Halibut Packets
Packaged in foil: Halibut packets with fennel and potatoes! The halibut packets even provide double the daily requirement of vitamin D.
Ingredients
- 2 bulbs fennel
- 400 g large waxy potatoes
- Salt
- 1 small organic lemon
- 5 stems basil
- 3 tbsp olive oil
- 900 g halibut fillet (6 fillets)
- Pepper
Instructions
-
1.
Wash and trim the fennel bulbs, cutting off the stalks in a wedge shape; slice the bulb into fine strips.
-
2.
Wash, peel, and dice the potatoes into 1 cm cubes.
-
3.
Cook the potato cubes in boiling salted water for 7 minutes.
-
4.
After 4 minutes add the fennel strips to the potatoes.
-
5.
Drain the vegetables, rinse briefly under cold water (shocking) and let them drain well.
-
6.
Rinse the lemon hot, dry it. Grate the zest finely, then squeeze the lemon.
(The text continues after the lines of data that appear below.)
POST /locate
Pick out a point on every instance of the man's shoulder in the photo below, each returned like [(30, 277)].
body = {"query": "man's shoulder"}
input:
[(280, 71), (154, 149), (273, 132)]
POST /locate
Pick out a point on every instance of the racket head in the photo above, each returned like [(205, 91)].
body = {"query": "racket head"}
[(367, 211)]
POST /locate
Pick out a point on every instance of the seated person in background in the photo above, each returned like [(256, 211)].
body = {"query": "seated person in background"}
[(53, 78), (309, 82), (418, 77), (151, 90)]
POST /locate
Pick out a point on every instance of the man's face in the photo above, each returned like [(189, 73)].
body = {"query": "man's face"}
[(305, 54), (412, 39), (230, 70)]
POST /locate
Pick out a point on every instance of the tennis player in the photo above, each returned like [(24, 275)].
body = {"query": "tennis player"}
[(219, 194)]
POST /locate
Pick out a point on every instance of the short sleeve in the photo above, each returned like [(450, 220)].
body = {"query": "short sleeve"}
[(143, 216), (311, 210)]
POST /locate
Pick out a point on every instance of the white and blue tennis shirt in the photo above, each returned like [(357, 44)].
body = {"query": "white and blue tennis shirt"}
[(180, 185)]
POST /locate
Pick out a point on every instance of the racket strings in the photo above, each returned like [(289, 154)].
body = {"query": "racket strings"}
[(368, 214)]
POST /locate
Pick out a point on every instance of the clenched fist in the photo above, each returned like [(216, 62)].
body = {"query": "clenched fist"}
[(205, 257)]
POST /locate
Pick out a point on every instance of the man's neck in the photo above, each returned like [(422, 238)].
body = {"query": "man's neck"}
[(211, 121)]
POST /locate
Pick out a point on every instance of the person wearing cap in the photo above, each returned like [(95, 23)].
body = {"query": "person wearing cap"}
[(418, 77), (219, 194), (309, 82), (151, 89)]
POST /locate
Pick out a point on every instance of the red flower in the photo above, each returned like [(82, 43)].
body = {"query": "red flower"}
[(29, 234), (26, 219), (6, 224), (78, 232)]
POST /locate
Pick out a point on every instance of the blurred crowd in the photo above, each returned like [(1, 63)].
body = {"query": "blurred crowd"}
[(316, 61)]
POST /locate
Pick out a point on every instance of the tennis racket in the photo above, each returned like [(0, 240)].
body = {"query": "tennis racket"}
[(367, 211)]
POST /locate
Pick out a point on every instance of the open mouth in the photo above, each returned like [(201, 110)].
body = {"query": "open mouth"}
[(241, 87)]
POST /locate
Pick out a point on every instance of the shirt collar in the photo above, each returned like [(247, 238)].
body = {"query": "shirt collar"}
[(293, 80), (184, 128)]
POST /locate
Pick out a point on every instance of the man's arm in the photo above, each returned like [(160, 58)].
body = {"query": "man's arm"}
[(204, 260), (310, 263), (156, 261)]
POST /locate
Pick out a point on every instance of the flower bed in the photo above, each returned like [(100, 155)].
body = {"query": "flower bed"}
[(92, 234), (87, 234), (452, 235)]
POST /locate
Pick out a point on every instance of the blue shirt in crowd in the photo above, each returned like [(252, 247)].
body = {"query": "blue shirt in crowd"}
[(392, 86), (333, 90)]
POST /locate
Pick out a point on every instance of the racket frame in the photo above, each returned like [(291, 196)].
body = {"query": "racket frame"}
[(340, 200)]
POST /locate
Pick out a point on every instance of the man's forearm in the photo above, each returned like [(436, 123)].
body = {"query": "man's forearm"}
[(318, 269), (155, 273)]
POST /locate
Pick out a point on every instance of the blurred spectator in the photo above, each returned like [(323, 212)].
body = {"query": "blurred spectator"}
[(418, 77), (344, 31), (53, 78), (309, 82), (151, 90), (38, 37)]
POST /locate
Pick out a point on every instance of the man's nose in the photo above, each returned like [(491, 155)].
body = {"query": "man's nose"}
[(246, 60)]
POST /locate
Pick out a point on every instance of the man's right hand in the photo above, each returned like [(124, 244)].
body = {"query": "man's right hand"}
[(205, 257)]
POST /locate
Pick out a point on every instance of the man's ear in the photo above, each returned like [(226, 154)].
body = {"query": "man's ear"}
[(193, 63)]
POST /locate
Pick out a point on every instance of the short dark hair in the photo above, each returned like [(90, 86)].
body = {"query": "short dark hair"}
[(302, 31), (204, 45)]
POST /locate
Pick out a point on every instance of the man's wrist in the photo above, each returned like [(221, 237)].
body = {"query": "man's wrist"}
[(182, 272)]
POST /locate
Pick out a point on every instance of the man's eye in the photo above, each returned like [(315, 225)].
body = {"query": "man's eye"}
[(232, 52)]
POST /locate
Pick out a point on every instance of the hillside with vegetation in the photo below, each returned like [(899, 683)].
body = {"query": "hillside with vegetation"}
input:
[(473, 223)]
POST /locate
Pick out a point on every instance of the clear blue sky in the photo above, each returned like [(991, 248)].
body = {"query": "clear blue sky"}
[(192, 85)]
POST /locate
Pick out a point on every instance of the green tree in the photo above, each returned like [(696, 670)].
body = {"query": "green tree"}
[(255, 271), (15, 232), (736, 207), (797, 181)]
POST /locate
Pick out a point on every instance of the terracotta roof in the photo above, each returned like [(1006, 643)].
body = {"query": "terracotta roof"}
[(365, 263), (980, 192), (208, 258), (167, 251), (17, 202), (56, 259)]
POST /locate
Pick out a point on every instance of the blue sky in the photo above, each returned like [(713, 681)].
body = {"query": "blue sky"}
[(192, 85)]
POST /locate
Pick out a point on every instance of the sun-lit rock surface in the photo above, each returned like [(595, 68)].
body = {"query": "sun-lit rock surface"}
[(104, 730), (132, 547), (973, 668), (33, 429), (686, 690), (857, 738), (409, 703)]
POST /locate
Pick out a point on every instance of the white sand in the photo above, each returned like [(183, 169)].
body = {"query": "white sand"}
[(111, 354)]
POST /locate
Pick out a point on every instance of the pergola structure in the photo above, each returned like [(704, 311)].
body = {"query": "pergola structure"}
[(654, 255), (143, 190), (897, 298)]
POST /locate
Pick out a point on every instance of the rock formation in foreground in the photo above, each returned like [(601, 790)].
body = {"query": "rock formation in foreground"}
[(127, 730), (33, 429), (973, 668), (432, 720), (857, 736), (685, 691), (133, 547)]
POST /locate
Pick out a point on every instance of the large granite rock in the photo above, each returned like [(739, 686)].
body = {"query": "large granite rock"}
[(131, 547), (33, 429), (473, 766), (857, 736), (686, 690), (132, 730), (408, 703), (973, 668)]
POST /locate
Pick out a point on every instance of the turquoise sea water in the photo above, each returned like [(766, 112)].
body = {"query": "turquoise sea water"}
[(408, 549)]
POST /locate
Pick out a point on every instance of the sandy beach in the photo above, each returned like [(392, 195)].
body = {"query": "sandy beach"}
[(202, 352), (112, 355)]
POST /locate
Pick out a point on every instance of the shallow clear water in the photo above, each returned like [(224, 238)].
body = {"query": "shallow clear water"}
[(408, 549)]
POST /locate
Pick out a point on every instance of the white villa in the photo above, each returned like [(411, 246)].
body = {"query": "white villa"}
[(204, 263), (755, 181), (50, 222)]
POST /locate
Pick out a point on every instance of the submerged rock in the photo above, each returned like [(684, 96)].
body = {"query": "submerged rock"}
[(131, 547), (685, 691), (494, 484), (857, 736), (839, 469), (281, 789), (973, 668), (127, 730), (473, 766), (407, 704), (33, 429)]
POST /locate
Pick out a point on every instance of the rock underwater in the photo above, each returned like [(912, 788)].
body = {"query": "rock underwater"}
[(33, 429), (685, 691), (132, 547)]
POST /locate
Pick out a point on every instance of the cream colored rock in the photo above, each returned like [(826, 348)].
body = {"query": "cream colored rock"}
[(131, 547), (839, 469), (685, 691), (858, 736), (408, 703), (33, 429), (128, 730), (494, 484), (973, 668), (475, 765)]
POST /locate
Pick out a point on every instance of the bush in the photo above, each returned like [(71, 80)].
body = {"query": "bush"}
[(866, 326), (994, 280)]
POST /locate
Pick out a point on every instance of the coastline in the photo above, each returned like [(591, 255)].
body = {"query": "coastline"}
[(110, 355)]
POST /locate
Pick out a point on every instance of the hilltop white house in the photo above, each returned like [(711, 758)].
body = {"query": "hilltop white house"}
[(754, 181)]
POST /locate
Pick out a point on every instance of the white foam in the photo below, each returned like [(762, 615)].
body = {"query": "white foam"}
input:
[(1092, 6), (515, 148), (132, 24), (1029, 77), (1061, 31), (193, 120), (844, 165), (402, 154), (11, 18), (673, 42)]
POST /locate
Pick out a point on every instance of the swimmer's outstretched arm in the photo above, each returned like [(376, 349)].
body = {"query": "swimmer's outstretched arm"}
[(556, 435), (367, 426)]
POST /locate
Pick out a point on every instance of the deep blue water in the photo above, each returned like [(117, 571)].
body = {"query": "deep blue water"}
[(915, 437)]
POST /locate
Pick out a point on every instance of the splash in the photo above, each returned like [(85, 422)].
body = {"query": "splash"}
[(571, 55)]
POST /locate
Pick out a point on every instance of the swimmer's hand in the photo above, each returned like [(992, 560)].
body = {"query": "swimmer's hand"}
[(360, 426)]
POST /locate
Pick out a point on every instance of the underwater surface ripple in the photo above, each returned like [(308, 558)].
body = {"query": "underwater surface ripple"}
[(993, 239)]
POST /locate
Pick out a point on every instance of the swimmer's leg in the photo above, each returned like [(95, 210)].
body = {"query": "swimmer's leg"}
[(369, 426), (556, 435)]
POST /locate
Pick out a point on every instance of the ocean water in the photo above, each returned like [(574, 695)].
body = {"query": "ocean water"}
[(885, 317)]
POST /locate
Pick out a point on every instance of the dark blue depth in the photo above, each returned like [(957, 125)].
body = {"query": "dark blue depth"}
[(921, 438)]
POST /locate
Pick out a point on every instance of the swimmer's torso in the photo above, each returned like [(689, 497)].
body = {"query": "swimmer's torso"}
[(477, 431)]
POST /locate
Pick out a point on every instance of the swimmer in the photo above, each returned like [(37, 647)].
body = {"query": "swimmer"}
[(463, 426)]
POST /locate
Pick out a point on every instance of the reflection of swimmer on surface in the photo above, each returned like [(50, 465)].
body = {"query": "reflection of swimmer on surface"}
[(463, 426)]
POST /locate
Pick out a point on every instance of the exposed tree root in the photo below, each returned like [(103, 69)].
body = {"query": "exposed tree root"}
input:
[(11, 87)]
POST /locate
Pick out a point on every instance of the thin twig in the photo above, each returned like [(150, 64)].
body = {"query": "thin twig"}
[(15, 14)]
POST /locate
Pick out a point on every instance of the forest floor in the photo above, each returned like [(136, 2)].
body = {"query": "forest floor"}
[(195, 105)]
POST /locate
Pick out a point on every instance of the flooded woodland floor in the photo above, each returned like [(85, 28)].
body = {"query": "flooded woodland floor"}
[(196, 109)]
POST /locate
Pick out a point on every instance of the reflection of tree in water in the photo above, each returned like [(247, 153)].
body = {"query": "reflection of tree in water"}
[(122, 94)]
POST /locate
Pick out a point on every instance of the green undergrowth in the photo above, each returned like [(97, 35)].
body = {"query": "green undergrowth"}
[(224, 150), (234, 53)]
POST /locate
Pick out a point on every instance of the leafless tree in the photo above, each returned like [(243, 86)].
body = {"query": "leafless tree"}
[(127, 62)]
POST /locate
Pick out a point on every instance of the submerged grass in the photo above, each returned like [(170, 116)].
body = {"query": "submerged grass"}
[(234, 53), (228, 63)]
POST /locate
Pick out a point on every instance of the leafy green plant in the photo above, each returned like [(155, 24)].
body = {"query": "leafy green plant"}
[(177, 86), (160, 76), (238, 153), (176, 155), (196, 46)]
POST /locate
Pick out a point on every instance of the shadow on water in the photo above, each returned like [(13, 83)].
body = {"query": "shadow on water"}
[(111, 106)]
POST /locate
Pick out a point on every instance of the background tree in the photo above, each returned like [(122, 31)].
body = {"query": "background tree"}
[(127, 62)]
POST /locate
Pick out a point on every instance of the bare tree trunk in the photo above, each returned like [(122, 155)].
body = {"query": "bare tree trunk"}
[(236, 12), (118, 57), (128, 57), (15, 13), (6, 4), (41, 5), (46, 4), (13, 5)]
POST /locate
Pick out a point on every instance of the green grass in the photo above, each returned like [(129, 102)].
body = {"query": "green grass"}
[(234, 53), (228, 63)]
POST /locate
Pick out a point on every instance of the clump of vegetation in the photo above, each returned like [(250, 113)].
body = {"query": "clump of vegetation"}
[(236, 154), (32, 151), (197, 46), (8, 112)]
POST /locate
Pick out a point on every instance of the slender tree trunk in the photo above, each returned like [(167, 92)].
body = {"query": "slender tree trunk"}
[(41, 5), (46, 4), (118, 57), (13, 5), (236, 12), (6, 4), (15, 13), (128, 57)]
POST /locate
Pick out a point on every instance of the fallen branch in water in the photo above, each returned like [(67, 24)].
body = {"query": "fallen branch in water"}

Wash the basil, shake dry, pluck the leaves and cut into very fine strips.
-
7.
Cut six pieces of aluminum foil to about 30x30 cm. Spread 1 tsp olive oil on each foil piece.
-
8.
Wash and pat dry the halibut pieces; lay them on the foil pieces, season with salt and pepper.
-
9.
Distribute the vegetables over the fish pieces and lightly season with salt and pepper.
-
10.
Add a bit of lemon juice, zest and basil to each fish piece.
-
11.
Tightly wrap the fish pieces in the foil.
-
12.
Grill the packets on a medium‑high grill for 10 minutes on one side.